Re: Ada DB bindings and APQ - Warren W. Gay VE3WWG

comp.lang.ada
 help / color / mirror / Atom feed

From: "Warren W. Gay VE3WWG" <ve3wwg@NoSpam.cogeco.ca>
Subject: Re: Ada DB bindings and APQ
Date: Tue, 14 Dec 2004 23:05:17 -0500
Date: 2004-12-14T23:05:17-05:00	[thread overview]
Message-ID: <4KOvd.54$jT5.8@read1.cgocable.net> (raw)
In-Reply-To: <zwjllkzbw80n.1faok6gffugtd$.dlg@40tude.net>

Dmitry A. Kazakov wrote:
> On Tue, 14 Dec 2004 02:25:22 -0500, Warren W. Gay VE3WWG wrote:
>>Dmitry A. Kazakov wrote:
>>
>>>After that hot "Windows Ada database support" discussion I have looked at
>>>APQ by Warren W. Gay. I do believe that it could be used as a starting
>>>point, because it was developed with generic DB access in mind. Here are
>>>things I consider important for further development of APQ:
>>>
>>>1. Dynamic binding to target DB.
>>>
>>>1.a. A factory which returns Root_Connection_Type'Class depending on the DB
>>>type parameter. Communication DLL should not be loaded until DB connection
>>>requested. Otherwise, all DBs have to be installed.
>>
>>It is not quite true that "all DBs have to be installed". The windows
>>version of APQ does indeed include a static library component. However,
>>the remaining part of the code rests in the DLL pieces. For example,
>>MySQL uses the module c_mysql.c (and in the latest version Sybase
>>uses c_sybase.c) as an interface between the statically linked APQ
>>client program and the Windows DLL programs. Under Linux/UNIX, the
>>shared libraries are used for the Database libraries (libpq for
>>PostgreSQL for example).
> 
> Yep, the first error one gets: lpq not found. libpq.a is not distributed
> with GNAT. This might become a problem in the future.

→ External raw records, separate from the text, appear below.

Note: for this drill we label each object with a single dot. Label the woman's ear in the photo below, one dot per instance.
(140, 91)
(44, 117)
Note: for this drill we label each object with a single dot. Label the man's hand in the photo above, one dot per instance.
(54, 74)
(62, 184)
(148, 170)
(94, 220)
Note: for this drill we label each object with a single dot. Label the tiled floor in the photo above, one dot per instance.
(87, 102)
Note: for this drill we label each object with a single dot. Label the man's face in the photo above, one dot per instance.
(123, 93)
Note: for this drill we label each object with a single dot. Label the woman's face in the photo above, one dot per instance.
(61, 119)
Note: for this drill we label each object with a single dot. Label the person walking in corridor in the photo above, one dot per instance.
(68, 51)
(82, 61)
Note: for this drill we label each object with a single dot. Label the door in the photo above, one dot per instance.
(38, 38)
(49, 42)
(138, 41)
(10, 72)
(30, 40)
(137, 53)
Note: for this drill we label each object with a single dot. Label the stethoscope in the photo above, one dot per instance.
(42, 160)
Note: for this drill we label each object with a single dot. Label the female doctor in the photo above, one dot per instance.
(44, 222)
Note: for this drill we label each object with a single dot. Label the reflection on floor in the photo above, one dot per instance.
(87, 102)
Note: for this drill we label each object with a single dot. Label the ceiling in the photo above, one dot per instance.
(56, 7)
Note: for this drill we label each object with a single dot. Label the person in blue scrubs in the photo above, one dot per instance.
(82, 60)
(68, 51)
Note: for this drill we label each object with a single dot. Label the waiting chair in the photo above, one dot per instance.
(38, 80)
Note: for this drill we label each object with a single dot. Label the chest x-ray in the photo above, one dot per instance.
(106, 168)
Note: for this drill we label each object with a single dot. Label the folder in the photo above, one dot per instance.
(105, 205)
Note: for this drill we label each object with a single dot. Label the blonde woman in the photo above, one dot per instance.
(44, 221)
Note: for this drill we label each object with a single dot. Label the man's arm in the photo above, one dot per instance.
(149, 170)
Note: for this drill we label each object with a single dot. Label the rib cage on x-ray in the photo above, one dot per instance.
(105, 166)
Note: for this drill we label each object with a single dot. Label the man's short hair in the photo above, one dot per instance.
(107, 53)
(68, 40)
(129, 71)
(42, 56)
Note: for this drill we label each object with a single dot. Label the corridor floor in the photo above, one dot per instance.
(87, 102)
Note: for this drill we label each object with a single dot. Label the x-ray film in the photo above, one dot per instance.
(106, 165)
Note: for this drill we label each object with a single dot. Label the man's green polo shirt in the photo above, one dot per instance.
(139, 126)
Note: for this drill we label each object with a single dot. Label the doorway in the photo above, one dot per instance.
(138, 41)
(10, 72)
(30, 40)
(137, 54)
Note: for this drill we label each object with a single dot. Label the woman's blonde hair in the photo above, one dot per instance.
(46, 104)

APQ 2.2 does not require you to compile for PostgreSQL, though
earlier versions probably did (I don't remember anymore). I think
that the URL idea that Brian May presented was a good one, and this
should be combined with the idea of dynamically loading shared
libraries upon demand as required (as you suggested).

>>>1.b. A factory which determines the DB type upon connection and returns an
>>>appropriate Root_Connection_Type'Class. (this might be difficult though)
>>
>>There is connection cloning available, but I see that
>>no factory form of it is available. I have made the newest
...
> I meant a quite wild thing: you do not know the DB type, only the
> host+DB+user+password. Then you connect (conventional ports are scanned,
> severs detected etc (:-))

Ah, but I thinks you ask too much ;-)  However, specifying the
database type in URL syntax does become a more practical
possibility.

>>>3. Anyway, Execute should take only one parameter:
>>>
>>>   Execute (Q); -- Query knows its connection
>>
>>See the above. From a design point of view, I didn't
>>like this, because the application writer could mistakenly
>>allow the connection to fall out of scope, and hence
>>create "undefined behavior" at this point (because of
>>a hidden connection reference).
> 
> Connection could be just a handle to some dynamic-scope connection object
> with reference counting. This will solve both the problem of above and
> still allow cloning connections.

I didn't like the use of handles for database objects. I purposely
stuck to using controlled objects, so that they can go out of
scope gracefully, be finalized (perhaps committed or rolled back)
and then destructed. Handles, like open Ada File_Types, never
get that maintenance.

>>>4. To add a scratch Query to each connection object and make anything
>>>available for a query for Root_Connection_Type as well.
>>
>>I'm not sure I follow this point. It sounds like you want
>>to combine Query_Type and Connection_Type for programmer
>>convenience. This is a bad idea, IMHO.
>>
>>Remember that there is a 1 -> many relationship between
>>the connection and query objects. Most DB client libraries
>>permit more than one active query on the same connection
>>(ie. connection sharing).
> 
> Yes, but from user's perspective, at least one query per connection is
> always necessary. In some cases the user will need more, but not so often.
> So the idea is that he just creates a connection and then does with it
> anything he would do with a query. Further many "connection-level" things
> require a query, if they return result sets, like "SHOW TABLES".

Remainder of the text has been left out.